Und auch die Toten von Babyn Jar verschwanden mit ihrer physischen Auslöschung zunächst aus dem offiziellen Gedächtnis. Man wollte den Blick nach vorne richten, das zerstörte Land wiederaufbauen. Das Leid der jüdischen Bevölkerung als etwas Spezifisches anzuerkennen, kratzte am Einheitsdenken des Sowjetstaates, während die zunehmend israelfeindliche Politik dem Antisemitismus einen fruchtbaren Nährboden bereitete. Obwohl in Babyn Jar seit 1966 wieder geduldete Gedenkmärsche stattfanden, sprachen offiziell Stellen lieber von »friedlichen Sowjetmenschen« als von jüdischen Opfern. Erst seit 1991 steht auf dem Gelände, in den vergangenen Jahren wiederholt Ziel von Anschlägen, eine Menora als ein eigenes an die jüdischen Opfer erinnerndes Mahnmal.

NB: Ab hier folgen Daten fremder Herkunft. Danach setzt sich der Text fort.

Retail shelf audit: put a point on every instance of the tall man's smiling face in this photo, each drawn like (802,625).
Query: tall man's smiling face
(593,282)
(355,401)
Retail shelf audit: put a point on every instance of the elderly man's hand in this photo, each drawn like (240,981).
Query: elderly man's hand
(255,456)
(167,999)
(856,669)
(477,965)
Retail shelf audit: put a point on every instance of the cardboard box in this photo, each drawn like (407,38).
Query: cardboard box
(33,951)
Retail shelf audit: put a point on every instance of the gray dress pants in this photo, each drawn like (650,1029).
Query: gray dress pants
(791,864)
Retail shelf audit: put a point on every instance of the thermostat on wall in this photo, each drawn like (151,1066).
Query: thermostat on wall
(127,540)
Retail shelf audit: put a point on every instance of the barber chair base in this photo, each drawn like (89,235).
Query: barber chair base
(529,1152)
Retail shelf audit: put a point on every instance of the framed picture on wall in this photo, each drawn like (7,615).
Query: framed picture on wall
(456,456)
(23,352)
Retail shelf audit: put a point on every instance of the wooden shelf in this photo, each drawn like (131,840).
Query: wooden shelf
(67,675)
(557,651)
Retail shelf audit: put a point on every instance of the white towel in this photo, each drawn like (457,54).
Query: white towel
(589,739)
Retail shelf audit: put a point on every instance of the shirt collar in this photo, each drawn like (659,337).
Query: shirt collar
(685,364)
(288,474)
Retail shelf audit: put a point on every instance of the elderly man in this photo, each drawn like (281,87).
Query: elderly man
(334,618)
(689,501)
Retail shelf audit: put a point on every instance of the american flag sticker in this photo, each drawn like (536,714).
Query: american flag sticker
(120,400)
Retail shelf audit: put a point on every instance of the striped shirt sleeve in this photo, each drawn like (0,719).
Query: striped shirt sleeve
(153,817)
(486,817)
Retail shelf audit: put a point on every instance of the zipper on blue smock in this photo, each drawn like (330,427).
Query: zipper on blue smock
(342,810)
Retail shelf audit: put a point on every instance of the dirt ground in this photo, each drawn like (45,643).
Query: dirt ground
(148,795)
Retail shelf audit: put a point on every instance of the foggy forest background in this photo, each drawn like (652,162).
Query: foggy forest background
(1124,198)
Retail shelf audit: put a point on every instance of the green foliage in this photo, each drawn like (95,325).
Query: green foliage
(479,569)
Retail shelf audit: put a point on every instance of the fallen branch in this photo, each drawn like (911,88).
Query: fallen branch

Ohnehin unberührt von all den Diskussionen bleibt die Lage der Überlebenden. Vor drei Jahren, darauf weist die »Jewish Claims Conference« hin, lebten noch 25 000 von ihnen in der Ukraine. Viele warten auch mehr als 70 Jahre nach Kriegsende vergeblich auf eine Entschädigung aus Deutschland.